Himasid hanyalah satu kata yang menjadi trigger, jadi pemicu, yang membuka file-file memori di otak saya, dan menampilkan berbagai cuplikan cerita lama. Sekalian 'defragmentasi', supaya file-nya lebih teratur dan yang nggak terlalu penting, dibuang saja. Ini adalah salah salah satu cara sederhana saya untuk memanjakan diri sendiri. Konon, menikmati kenangan masa lalu adalah salah satu terapi anti stress.
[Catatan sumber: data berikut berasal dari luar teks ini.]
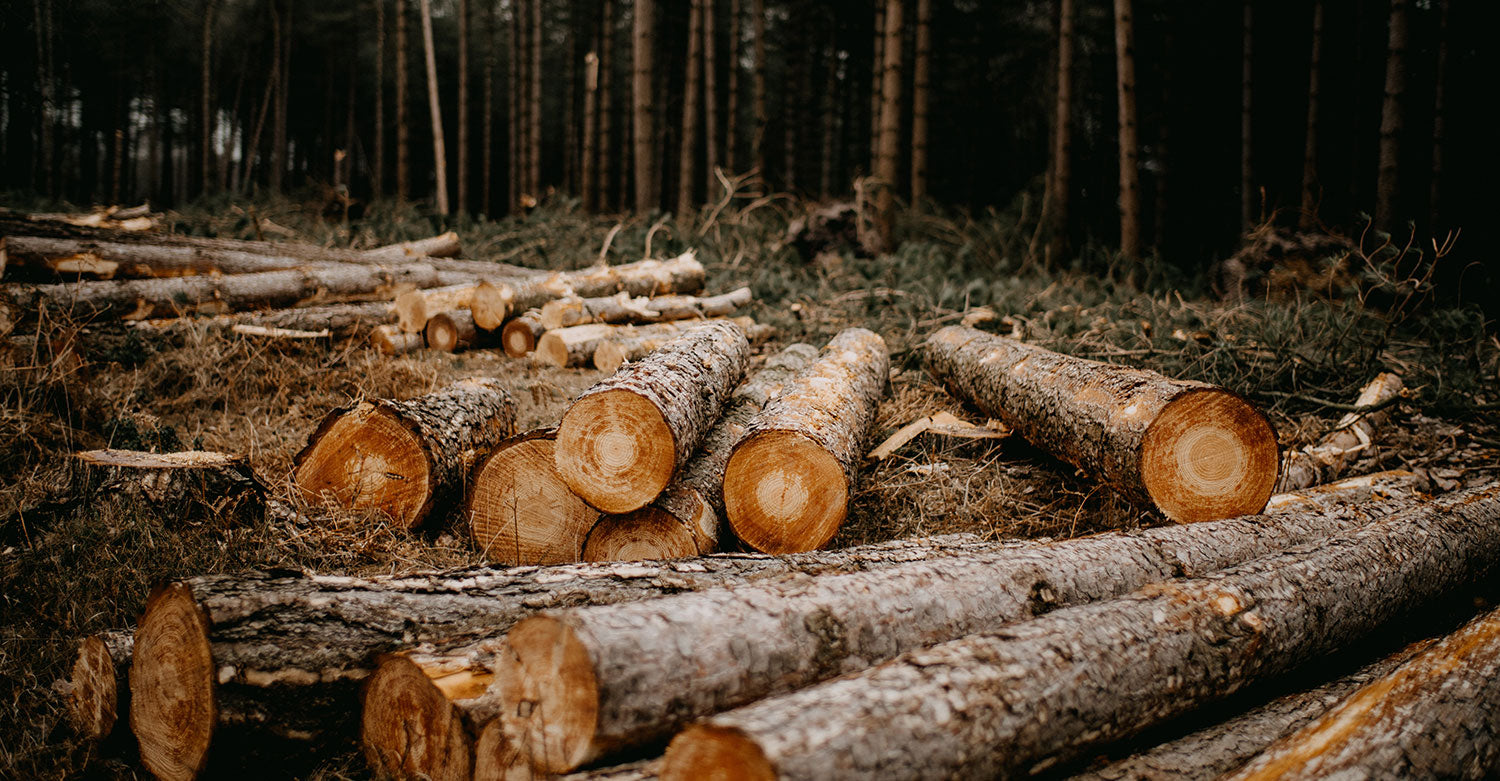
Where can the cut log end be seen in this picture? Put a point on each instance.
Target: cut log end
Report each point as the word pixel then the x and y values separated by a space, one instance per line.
pixel 645 534
pixel 783 493
pixel 615 450
pixel 522 513
pixel 1209 454
pixel 93 696
pixel 368 459
pixel 410 729
pixel 708 753
pixel 552 670
pixel 173 708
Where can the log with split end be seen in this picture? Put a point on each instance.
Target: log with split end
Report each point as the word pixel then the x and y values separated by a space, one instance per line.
pixel 407 457
pixel 788 481
pixel 1190 450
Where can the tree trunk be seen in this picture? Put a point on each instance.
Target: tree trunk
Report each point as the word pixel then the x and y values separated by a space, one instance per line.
pixel 1352 438
pixel 803 631
pixel 425 708
pixel 521 333
pixel 1434 717
pixel 1392 117
pixel 684 520
pixel 789 478
pixel 1188 450
pixel 494 302
pixel 405 459
pixel 624 438
pixel 519 511
pixel 642 104
pixel 1130 147
pixel 1220 748
pixel 1308 218
pixel 920 96
pixel 1104 670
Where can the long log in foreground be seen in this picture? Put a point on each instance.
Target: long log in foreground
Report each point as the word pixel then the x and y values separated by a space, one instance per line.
pixel 686 519
pixel 1434 717
pixel 405 459
pixel 1190 450
pixel 1049 690
pixel 624 438
pixel 600 681
pixel 495 302
pixel 789 478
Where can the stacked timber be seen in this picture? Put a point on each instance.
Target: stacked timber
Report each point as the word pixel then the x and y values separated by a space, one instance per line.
pixel 1188 450
pixel 404 459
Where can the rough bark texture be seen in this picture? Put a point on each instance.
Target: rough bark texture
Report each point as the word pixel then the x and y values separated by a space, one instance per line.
pixel 416 729
pixel 494 302
pixel 788 481
pixel 1350 439
pixel 776 637
pixel 1436 717
pixel 1103 418
pixel 1212 751
pixel 407 459
pixel 624 438
pixel 1047 690
pixel 695 501
pixel 621 308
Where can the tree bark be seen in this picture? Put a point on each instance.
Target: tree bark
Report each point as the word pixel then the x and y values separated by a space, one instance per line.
pixel 789 480
pixel 1434 717
pixel 684 520
pixel 624 438
pixel 803 631
pixel 494 302
pixel 405 459
pixel 1104 670
pixel 1188 450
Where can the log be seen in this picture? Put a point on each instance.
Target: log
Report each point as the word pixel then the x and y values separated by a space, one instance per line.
pixel 602 681
pixel 1188 450
pixel 789 478
pixel 621 308
pixel 495 302
pixel 521 333
pixel 638 342
pixel 684 520
pixel 624 438
pixel 1353 436
pixel 1056 687
pixel 453 332
pixel 392 341
pixel 422 712
pixel 1220 748
pixel 144 299
pixel 405 459
pixel 519 510
pixel 1434 717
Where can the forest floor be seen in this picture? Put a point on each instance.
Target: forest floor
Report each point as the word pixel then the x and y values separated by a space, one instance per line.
pixel 1299 356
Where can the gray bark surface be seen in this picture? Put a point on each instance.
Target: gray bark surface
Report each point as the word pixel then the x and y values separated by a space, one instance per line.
pixel 1043 691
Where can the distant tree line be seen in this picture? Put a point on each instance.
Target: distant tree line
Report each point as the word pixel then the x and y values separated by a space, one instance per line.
pixel 1152 123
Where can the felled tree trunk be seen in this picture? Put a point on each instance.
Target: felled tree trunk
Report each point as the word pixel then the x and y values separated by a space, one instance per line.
pixel 789 478
pixel 405 459
pixel 812 630
pixel 684 520
pixel 1434 717
pixel 1353 435
pixel 1106 670
pixel 1188 450
pixel 519 510
pixel 621 308
pixel 624 438
pixel 495 302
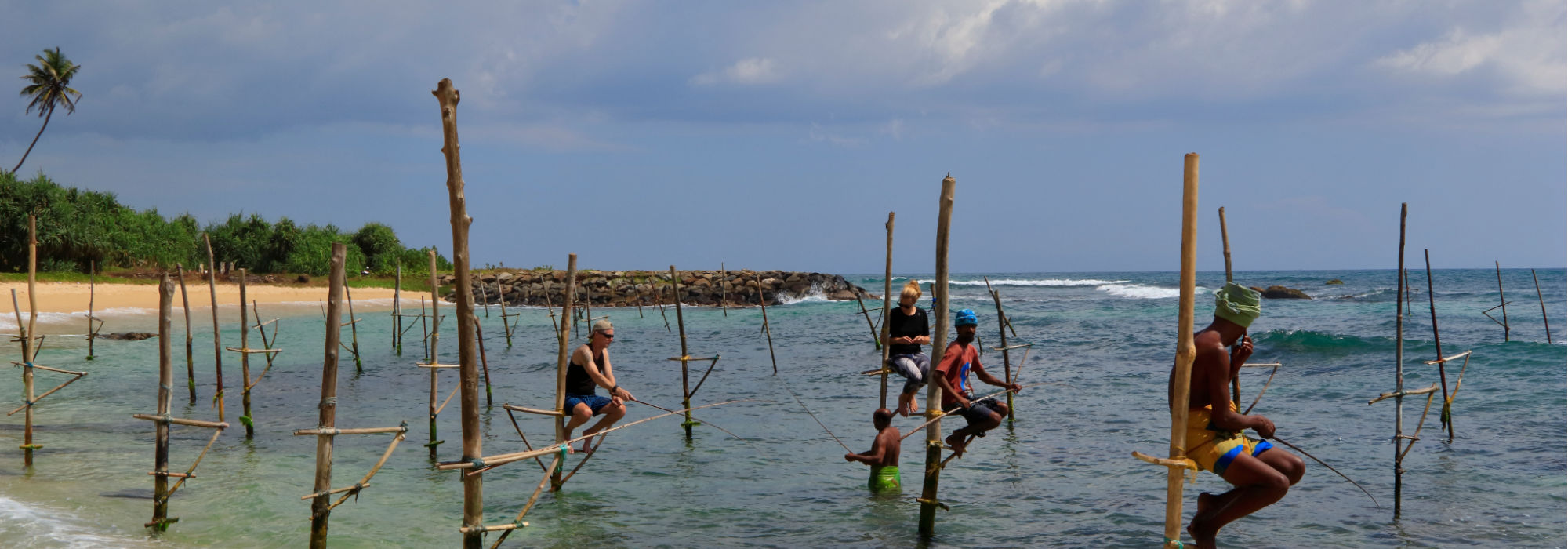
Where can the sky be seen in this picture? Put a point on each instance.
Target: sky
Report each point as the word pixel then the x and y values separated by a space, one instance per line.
pixel 780 136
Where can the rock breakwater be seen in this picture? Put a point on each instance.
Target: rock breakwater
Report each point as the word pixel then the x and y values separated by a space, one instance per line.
pixel 630 289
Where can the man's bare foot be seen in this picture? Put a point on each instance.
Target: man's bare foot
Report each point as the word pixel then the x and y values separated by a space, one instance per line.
pixel 957 443
pixel 1200 529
Kalau Anda mau coba, silakan pakai file memori Anda sendiri, jangan yang ini, karena saya saya nggak berani jamin kalau file memori saya nggak ada virusnya!
 
PS: Untuk anak (atau Bapak/Ibu) Himasid 90 yang kebetulan nemu tulisan ini, trus mau ikutan milisnya, mangga klik di sini!
 
 


Saatnya mendapatkan hak kita. Surfing dibayar. Referring temen juga dibayar. Daftar GRATIS! Di Agloco, nggak ada biaya tersembunyi. 100% GRATIS!!

2 Comments:

At 1/26/2007 10:12:00 am, Anonymous Anonymous said...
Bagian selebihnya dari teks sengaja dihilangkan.